FIGURE 2.

Pax5 interacts with p300. A, immunoprecipitation (IP) was performed using nuclear proteins extracted from human B lineage EU12 cells with non-relevant control rabbit IgG or anti-p300 antibodies. Input (10% of sample) or immunoprecipitated samples were analyzed by Western blotting (IB) using mouse monoclonal anti-Pax5 antibodies or rabbit polyclonal anti-p300 antibodies. B, immunoprecipitation was performed using nuclear proteins extracted from HEK293 cells transiently transfected with different combinations of Pax5 and p300 expression vectors. Immunoprecipitated samples were analyzed by Western blotting using monoclonal anti-Pax5 antibodies or rabbit polyclonal anti-p300 antibodies. The expression levels of Pax5 and p300 in the nuclear extracts were also analyzed by Western blotting and shown as Input. C, interaction of p300 with different Pax5 constructs.

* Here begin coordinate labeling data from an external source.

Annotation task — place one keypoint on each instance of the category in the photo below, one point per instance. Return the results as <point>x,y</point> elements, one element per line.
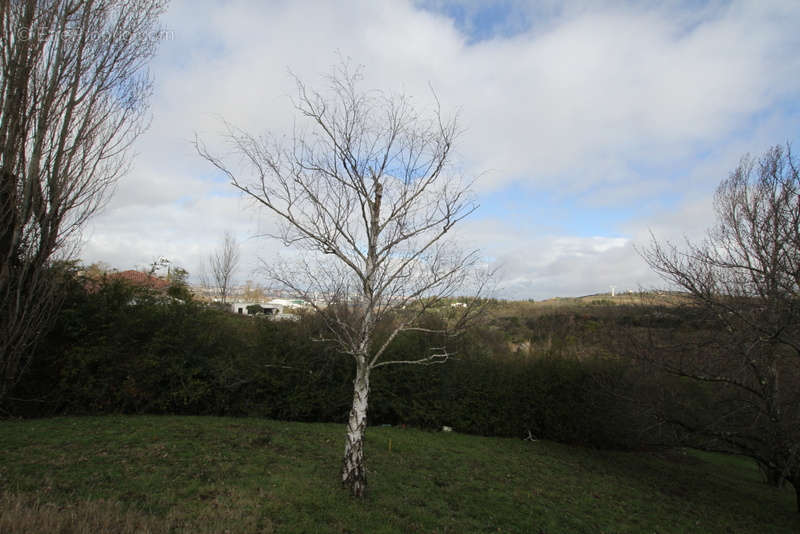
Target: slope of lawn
<point>204,474</point>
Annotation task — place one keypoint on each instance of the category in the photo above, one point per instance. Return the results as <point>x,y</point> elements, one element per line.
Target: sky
<point>587,125</point>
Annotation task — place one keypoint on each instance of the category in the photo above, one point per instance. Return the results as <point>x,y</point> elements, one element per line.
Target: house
<point>140,279</point>
<point>274,309</point>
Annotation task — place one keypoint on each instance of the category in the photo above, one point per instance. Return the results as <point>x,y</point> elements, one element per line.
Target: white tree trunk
<point>354,473</point>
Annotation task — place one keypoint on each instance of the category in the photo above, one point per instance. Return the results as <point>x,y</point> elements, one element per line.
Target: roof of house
<point>140,279</point>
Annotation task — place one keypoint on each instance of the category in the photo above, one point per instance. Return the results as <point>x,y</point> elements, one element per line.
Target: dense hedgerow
<point>119,349</point>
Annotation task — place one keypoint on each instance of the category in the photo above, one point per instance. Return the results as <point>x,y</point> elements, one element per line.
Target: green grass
<point>203,474</point>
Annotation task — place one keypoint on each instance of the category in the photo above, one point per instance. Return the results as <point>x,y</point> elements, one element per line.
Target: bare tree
<point>744,280</point>
<point>367,198</point>
<point>222,264</point>
<point>73,96</point>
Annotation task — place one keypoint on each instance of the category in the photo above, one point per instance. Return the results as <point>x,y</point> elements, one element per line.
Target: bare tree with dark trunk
<point>366,199</point>
<point>744,281</point>
<point>222,264</point>
<point>73,97</point>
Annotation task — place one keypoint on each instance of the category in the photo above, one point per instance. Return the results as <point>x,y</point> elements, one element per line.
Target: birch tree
<point>73,98</point>
<point>367,196</point>
<point>222,264</point>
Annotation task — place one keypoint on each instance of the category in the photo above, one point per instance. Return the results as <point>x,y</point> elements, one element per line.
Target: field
<point>206,474</point>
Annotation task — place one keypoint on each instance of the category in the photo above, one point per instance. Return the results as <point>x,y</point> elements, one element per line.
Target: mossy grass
<point>209,474</point>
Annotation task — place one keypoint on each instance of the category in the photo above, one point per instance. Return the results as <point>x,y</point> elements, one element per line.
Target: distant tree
<point>367,198</point>
<point>222,265</point>
<point>73,98</point>
<point>744,348</point>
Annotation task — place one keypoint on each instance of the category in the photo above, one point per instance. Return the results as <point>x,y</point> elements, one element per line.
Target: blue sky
<point>587,124</point>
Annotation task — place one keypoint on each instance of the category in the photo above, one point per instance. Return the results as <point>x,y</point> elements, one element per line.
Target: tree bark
<point>354,473</point>
<point>796,485</point>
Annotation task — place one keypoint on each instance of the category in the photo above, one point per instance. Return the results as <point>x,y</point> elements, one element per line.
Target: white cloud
<point>615,103</point>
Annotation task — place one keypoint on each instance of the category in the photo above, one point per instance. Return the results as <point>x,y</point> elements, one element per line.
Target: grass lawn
<point>205,474</point>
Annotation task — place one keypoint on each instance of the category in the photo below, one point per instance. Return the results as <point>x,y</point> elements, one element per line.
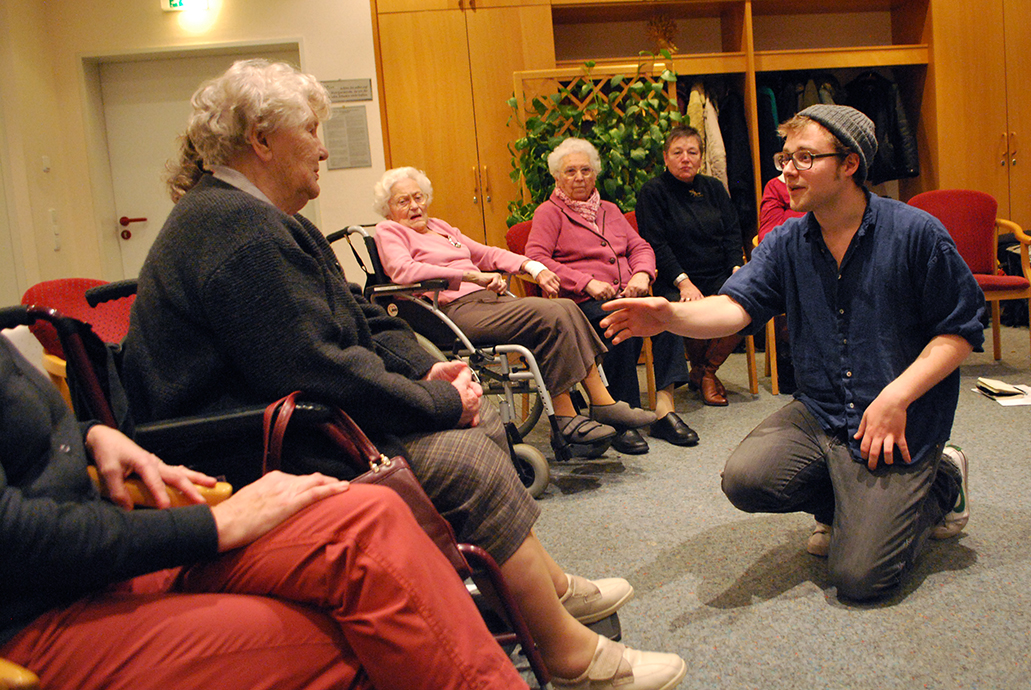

Nuclear extracts were prepared from HEK293 cells co-expressing p300 with different Pax5 constructs and subjected to immunoprecipitation using anti-p300 antibodies. Immunoprecipitated samples were analyzed by Western blotting using goat polyclonal anti-Pax5 antibodies N-19 and C-20 or rabbit polyclonal anti-p300 antibodies. The expression of different Pax5 constructs was also analyzed by Western blot and shown as input. D, different GST fusion Pax5 constructs were expressed and purified from HEK293 cells with or without co-expression of p300 and retained on the glutathione-agarose beads for interaction with purified recombinant p300 protein. Bound p300 proteins were separated by SDS-PAGE and detected by rabbit polyclonal anti-p300 antibodies. Different purified GST-Pax5 truncations were detected by Coomassie Blue staining (shown as Input). E, diagrams of different Pax5 constructs with functional domains. Their abilities to interact with p300 are summarized. PRD, paired box DNA binding domain; OP, Oct-peptide; HD, homeolike domain; TA, transactivation domain; ID, inhibition domain.